Update from Europe

Foreign environments exhilarate me. I just got back from Online Educa Berlin and a series of private conversations in Europe. Insights are overflowing my ability to record them and I’m having a ball.

Online Educa Berlin Online Educa Berlin

Online Educa always leaves a special afterglow. Over the course of three days, I conversed with hundreds of colleagues from forty or fifty countries. I used to say that after conversation, the most important learning accelerant was beer. I’ve changed my mind. Riesling is a more effective learning lubricant.

Online Educa Berlin Online Educa Berlin

This year’s highlight was the debate. Donald Clark and Jef Staes convinced an audience filled with academics that “banning schools and universities from awarding degrees and diplomas would improve both competence development and lifelong learning.” Read Donald’s take on the debate here. As recently as a year ago, this outcome would have been impossible.

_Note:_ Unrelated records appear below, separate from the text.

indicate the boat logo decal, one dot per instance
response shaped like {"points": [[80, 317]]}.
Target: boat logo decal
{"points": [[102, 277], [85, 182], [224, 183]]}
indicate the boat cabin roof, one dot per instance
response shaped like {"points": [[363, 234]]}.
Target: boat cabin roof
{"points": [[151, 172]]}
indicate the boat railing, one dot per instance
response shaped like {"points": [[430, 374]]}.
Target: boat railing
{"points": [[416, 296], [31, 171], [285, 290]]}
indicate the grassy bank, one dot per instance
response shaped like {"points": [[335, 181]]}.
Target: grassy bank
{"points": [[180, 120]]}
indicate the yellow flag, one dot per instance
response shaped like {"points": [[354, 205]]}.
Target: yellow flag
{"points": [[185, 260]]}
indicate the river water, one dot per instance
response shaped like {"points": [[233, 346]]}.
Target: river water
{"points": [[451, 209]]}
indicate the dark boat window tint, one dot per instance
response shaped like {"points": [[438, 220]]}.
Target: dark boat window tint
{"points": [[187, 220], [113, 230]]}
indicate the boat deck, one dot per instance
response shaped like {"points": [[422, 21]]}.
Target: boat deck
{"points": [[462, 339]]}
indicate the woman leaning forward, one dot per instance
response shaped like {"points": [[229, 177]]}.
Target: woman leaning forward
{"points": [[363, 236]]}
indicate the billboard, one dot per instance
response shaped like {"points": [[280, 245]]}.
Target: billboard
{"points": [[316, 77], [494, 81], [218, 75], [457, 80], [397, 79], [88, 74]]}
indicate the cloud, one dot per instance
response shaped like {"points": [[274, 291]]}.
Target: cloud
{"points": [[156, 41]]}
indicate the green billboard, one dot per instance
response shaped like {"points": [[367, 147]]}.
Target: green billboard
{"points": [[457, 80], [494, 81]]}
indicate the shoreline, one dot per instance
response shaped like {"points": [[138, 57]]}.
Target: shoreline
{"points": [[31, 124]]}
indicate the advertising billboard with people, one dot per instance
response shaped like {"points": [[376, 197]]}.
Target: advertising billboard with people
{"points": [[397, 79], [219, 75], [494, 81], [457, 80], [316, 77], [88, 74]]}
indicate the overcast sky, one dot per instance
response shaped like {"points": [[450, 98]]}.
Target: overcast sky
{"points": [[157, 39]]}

Online Educa Berlin Online Educa Berlin

The eloquent opening keynotes by Mark Milliron (Western Governors Univesity) and Sir Michael Barber (Pearson) undoubtedly softened up the debate audience. College and universities that fail to change face extinction.

So many friends, too little time.

Online Educa Berlin Online Educa Berlin

Online Educa Berlin Online Educa Berlin

After Berlin, I flew to Frankfurt. At an outrageously tasty Italian restaurant, TULSER‘s Jos Arets and Vivian Heijnen and I brainstormed plans to help people be healthy, happy, and productive:

Frankfurt Frankfurt

Stay tuned.

Travel has its up and downs. The biggest downer was United Air Lines. I flew UAL back because I qualified for more legroom – “economy plus.” I don’t know how UAL stays in business.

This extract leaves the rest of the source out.